D’autre part, si les avocats ont qualité devant les tribunaux administratifs et les cours administratives d’appel pour représenter les parties et signer en leur nom les requêtes et les mémoires sans avoir à justifier du mandat par lequel ils ont été saisis par leur client, en revanche, la présentation d’une action par un avocat ne dispense pas le tribunal administratif de s’assurer, le cas échéant, lorsque la partie en cause est une personne morale, que le représentant de cette personne morale justifie de sa qualité pour engager cette action.

5.
Il ressort des mentions de la requête présentée par l’association Zamfi Club M’Tsamboro tendant à l’annulation du procès-verbal du 8 mai 2024 de la commission régionale sportive de la ligue régionale de volley-ball de Mayotte et de son président refusant la proposition de conciliation, que l’association est représentée par son président en exercice. L’association n’a cependant produit à l’appui de sa requête ni les statuts de l’association ni aucune délibération donnant qualité à celui-ci pour introduire la requête. En réponse aux demandes de régularisation dans le délai de quinze jours qui lui ont été adressées les 23 septembre et 10 octobre 2024 et dont elle a accusé réception via l’application Télérecours les mêmes jours, l’association requérante a produit le procès-verbal de l’assemblée générale élective du 24 juin 2023, lequel ne constitue pas les statuts de l’association et dont il ne ressort pas que le président de l’association aurait été régulièrement habilité à introduire cette requête devant le tribunal.


6.
Il résulte de ce qui précède que la requête est entachée d’une irrecevabilité manifeste et peut, pour ce motif, être rejetée en application des dispositions précitées du 4° de l’article R. 222-1 du code de justice administrative.




ORDONNE :


Article 1er : La requête de l’association Zamfi Club M’Tsamboro est rejetée.

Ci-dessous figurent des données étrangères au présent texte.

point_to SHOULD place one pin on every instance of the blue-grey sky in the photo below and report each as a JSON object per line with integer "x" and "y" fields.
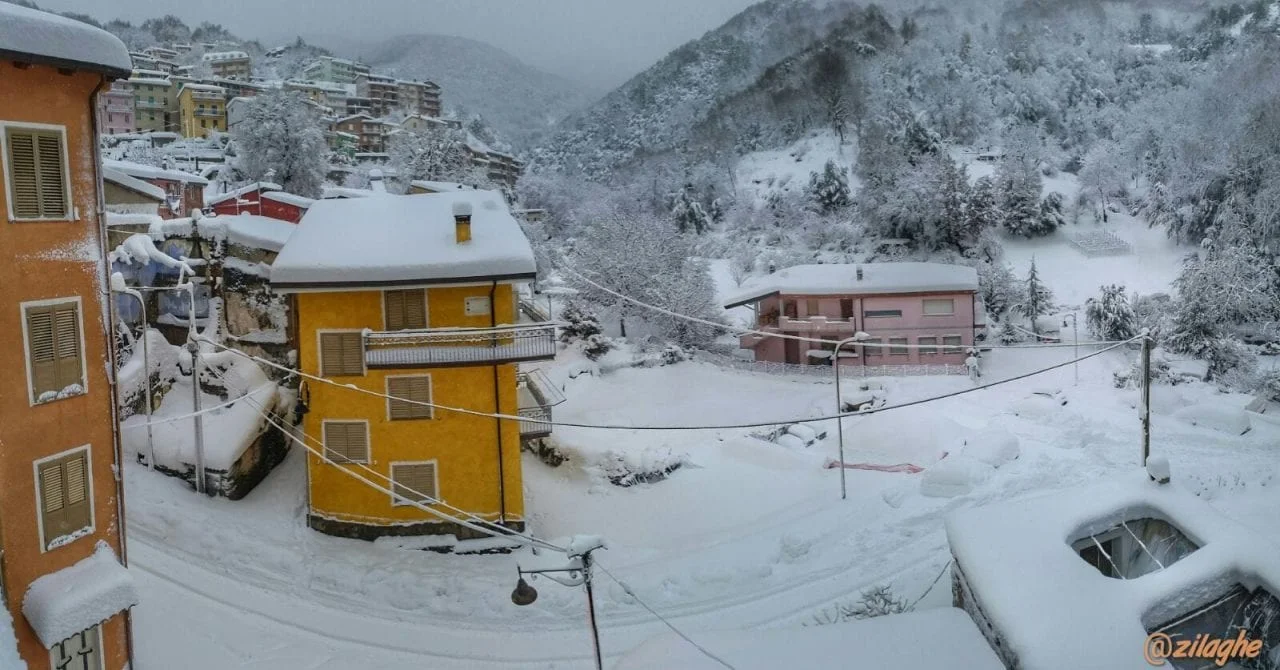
{"x": 598, "y": 42}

Article 2 : La présente ordonnance sera notifiée à l’association Zamfi Club M’Tsamboro.


Fait à Mamoudzou, le 24 janvier 2025.



Le vice-président,
Ch. BAUZERAND





La République mande et ordonne au préfet de Mayotte en ce qui le concerne ou à tous commissaires de justice à ce requis en ce qui concerne les voies de droit commun contre les parties privées, de pourvoir à l'exécution de la présente décision.